Em um sinal da desigualdade no acesso às vacinas, o Canadá aprovou nesta quarta o uso do imunizante da Pfizer-BioNTech a partir dos 12 anos, tornando-se o primeiro país a autorizá-la para pessoas tão jovens, e os Estados Unidos se dispõem a seguir este caminho na próxima semana.

Mais de 1,2 bilhão de doses foram aplicadas em todo o mundo, mas menos de 1% foi injetada nos países menos desenvolvidos.

Depois que a OMS pediu solidariedade ao G7, os membros deste grupo (Estados Unidos, Japão, Canadá, Alemanha, França, Reino Unido e Itália) abordaram durante uma reunião em Londres a distribuição das vacinas.

Em seu comunicado, o G7 permitiu apoiar economicamente o programa de distribuição Covax "para permitir um abastecimento rápido e justo" das vacinas, embora não tenham anunciado ajuda adicional aos países pobres.

- Segunda onda na Índia -

A Índia é um dos países que pedem a suspensão temporária das patentes das vacinas à frente de outros, como a França, que defendem fazer doações aos países mais desfavorecidos.

O gigante asiático registrou 3.780 mortos e 382.000 casos de covid-19 em 24 horas, em plena segunda onda da pandemia. O coronavírus matou mais de 222.000 pessoas no país e deixou cerca de 20,3 milhões de doentes, um balanço que muitos consideram abaixo da realidade.

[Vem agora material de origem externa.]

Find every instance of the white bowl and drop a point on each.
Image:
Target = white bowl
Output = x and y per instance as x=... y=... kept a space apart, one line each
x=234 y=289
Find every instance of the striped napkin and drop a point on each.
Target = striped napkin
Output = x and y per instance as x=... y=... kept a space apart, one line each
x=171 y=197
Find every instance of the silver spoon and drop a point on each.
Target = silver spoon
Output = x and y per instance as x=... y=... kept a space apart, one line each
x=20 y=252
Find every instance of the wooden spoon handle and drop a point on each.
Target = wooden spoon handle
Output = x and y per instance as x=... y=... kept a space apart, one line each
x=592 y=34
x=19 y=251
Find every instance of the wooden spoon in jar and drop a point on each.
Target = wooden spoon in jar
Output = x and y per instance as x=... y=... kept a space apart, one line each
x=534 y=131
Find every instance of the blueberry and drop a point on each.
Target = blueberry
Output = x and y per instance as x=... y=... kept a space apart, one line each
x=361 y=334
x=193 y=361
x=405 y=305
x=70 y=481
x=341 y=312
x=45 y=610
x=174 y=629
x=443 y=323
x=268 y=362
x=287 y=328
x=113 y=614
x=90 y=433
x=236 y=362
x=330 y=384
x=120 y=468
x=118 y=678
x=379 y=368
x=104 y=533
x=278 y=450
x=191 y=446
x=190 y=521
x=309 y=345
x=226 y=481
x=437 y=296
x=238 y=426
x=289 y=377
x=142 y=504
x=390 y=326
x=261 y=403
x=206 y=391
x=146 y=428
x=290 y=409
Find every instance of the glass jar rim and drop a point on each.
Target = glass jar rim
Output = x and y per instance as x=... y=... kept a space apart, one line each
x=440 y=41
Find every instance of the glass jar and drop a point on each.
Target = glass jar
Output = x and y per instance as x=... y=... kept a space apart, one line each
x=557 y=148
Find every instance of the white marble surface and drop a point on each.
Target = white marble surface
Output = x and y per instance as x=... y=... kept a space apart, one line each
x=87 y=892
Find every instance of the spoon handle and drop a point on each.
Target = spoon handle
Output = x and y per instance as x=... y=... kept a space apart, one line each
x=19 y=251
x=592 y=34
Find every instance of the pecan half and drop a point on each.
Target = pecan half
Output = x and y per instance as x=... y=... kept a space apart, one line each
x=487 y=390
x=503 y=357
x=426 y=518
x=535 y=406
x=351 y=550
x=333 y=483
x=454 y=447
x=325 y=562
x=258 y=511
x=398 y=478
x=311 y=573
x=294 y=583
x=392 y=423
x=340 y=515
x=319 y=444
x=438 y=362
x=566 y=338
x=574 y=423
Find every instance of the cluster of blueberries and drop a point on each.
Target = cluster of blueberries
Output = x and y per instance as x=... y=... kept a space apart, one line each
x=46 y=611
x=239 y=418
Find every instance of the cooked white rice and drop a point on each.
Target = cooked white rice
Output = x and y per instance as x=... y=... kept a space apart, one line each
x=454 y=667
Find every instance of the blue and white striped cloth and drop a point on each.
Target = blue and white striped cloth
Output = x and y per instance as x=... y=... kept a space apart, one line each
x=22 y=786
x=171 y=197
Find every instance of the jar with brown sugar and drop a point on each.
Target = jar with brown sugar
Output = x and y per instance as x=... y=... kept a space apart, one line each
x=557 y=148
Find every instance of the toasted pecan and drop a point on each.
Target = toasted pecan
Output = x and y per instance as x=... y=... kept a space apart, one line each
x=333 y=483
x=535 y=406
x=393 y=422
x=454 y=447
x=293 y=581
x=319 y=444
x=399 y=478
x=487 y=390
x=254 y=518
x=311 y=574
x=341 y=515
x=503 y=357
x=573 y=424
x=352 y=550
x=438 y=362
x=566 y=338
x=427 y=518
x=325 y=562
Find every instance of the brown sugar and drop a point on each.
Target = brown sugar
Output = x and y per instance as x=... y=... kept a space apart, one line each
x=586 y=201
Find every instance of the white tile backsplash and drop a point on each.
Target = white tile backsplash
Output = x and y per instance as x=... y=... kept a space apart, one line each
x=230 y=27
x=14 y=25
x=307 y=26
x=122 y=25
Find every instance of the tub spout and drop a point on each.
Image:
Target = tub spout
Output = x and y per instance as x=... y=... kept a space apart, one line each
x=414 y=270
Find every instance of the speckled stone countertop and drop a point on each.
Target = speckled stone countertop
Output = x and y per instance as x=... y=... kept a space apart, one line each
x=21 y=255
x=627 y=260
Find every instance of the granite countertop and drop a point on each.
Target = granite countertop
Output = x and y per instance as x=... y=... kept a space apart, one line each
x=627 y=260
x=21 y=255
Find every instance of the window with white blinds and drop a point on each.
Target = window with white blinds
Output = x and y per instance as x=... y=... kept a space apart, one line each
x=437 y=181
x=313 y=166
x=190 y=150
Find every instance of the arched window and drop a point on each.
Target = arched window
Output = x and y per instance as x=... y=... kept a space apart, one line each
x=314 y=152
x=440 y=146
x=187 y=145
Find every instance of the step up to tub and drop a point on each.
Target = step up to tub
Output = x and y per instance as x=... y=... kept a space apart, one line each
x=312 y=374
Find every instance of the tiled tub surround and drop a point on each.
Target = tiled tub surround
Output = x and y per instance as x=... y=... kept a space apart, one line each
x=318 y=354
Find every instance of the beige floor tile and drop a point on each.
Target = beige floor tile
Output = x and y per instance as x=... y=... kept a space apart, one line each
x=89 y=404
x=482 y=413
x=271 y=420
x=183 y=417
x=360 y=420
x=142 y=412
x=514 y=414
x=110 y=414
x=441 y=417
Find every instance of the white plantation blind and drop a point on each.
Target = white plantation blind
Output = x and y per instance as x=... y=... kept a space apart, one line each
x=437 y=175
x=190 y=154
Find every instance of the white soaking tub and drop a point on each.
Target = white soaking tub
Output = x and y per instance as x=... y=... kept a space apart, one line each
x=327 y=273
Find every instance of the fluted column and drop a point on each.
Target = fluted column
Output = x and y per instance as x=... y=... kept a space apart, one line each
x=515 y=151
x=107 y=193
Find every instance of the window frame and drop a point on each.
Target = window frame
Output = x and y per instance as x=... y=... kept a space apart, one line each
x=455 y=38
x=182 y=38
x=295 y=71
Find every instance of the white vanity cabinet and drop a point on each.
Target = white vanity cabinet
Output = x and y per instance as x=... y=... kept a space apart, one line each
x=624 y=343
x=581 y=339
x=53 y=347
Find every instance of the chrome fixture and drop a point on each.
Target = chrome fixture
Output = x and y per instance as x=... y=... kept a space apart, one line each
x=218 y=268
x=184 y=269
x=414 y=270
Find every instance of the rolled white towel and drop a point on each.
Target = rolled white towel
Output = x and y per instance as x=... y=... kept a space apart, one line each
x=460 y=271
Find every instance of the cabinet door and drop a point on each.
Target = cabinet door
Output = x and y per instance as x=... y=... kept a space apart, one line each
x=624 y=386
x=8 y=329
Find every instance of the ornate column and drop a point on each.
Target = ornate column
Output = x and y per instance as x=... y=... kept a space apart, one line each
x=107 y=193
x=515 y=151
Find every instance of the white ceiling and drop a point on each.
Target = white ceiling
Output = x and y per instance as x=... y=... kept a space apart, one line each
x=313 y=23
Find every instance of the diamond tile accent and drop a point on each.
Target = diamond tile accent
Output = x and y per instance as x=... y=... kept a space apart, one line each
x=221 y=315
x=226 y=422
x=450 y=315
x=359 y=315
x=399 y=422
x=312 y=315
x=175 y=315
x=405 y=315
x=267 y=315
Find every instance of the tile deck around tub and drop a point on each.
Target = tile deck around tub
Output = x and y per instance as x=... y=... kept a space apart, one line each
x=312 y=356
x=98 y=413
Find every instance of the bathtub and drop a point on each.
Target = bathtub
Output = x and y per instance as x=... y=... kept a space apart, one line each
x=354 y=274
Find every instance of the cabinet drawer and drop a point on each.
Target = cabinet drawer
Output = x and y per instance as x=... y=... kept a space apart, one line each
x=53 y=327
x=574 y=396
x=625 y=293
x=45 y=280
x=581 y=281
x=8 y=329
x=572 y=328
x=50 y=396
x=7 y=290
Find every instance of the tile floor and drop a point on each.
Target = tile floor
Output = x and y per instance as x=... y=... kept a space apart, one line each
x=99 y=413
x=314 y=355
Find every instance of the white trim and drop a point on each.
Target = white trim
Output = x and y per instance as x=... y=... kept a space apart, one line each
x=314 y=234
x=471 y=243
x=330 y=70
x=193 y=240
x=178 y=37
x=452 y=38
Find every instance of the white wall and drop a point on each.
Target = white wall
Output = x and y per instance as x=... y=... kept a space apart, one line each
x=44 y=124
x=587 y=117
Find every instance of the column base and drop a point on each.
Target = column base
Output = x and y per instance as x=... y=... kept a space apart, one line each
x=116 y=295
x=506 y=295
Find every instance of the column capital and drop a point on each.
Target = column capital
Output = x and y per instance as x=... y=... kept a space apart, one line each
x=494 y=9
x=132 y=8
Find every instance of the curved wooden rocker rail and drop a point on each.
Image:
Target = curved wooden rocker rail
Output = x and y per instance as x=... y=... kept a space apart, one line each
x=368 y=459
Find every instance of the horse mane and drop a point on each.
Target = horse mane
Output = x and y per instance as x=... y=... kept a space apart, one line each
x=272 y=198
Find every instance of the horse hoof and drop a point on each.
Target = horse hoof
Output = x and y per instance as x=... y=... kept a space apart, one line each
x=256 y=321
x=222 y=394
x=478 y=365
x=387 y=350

Esta situação é atribuída em particular às reuniões religiosas, como a enorme peregrinação hindu Kumbh Mela, que atraiu milhões de pessoas, e os comícios políticos autorizados nos últimos meses, assim como a inação do governo de Narendra Modi.

Os hospitais estão lotados e faltam abastecimento de oxigênio, medicamentos e leitos, apesar da afluência de ajuda internacional.

A Índia anunciou nesta quarta-feira 6,7 bilhões de dólares em créditos para financiar os fabricantes de vacinas, os hospitais e as empresas do setor sanitário.

A pandemia matou mais de 3,2 milhões de pessoas em todo o mundo desde que o escritório chinês da OMS informou sobre o surto de covid-19 em dezembro de 2019, segundo contagem da AFP, realizado com base em dados oficiais.